Should non-compliance actually be the case, the matter will go back to New York to sit before the U.N. Security Council once more. It was in the Council that the decision to pass a resolution binding Syria to the deal struck between the U.S. and Russia was hammered out. Under the terms of the resolution, the Security Council is bound to “in the event of non-compliance with this resolution, including unauthorized transfer of chemical weapons, or any use of chemical weapons by anyone in the Syrian Arab Republic, to impose measures under Chapter VII of the United Nations Charter.” These measures can range from levying economic embargo, to travel and other sanctions levied on individuals, to the use of force from member-states to enforce the Council’s will.
Following the resolution’s passage, even Russian Foreign Minister Sergey Lavrov, a primary opponent of the invocation of Chapter VII in the resolution, acknowledged that “violations of [the resolution’s] requirements as well as the use of chemical weapons by any party will be carefully investigated by the Security Council, which will stand ready to take action under Chapter VII of the Charter.” That doesn’t necessarily mean, however, that it will be easy to punish Assad. “The actions taken will be commensurate with any violations, which will have to be 100 per cent proved,” Lavrov added, causing some concerns about how easily Russia will accede to a declaration of non-compliance.
The difficulty in convincing Russia that Syria has abrogated its promises under the terms of the deal were evident on Tuesday when Moscow said that the Syrian government had pledged a “large shipment” of chemicals in the near future. “Literally yesterday the Syrians announced that they have planned the removal of a large shipment of chemical weapons in February,” Deputy Foreign Minister Gennady Gatilov told RIA Novosti. “They are ready to complete this process by 1 March.”
For its part, the United States hasn’t completely abandoned the idea of using military force to punish Assad, an option shelved when Moscow and Washington agreed to the current arrangement.
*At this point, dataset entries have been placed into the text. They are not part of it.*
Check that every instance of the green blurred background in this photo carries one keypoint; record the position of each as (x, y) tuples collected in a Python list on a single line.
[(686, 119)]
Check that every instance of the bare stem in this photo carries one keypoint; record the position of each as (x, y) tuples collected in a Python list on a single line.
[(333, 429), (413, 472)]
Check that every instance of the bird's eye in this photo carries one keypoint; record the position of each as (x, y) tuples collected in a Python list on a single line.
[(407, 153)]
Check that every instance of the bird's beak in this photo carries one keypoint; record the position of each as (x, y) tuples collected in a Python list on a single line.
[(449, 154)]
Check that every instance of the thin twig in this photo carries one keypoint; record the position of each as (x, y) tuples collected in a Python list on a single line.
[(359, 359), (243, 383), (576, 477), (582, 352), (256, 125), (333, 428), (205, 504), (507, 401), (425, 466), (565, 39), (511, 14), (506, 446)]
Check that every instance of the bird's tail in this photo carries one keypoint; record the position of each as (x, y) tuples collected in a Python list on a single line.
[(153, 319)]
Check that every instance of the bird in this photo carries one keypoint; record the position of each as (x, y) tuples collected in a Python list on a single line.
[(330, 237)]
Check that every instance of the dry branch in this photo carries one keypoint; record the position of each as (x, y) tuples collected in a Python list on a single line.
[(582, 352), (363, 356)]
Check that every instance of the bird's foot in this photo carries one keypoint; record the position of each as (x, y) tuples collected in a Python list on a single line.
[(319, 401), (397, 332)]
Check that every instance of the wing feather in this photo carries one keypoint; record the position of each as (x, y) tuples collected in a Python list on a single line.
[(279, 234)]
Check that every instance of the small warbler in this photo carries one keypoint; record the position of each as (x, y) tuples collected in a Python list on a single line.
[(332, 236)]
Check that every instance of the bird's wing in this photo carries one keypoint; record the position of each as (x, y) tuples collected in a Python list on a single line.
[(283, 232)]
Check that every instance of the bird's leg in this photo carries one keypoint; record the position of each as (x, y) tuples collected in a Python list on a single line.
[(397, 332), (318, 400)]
When asked earlier this month, Secretary of State John Kerry said that President Obama “left that issue on the table, as he did leave it on the table for the full compliance of Syria with that agreement.”
“So the President has fully left that option on the table with respect to the compliance issue of the chemical weapons, and depending on what happens in the future, the President never takes any option off the table,” Kerry warned.
The Security Council is due to receive a briefing from the OPCW on Thursday about the removal process. What members hear at the closed-door meeting will likely determine the amount and type of pressure placed on Assad’s government as the less than five months between now and the final deadline tick away. In the meantime, what was formerly a bright spot among the chaos of Syria now risks melding in with the other distressing news coming from the country, now in the fourth-year of the conflict.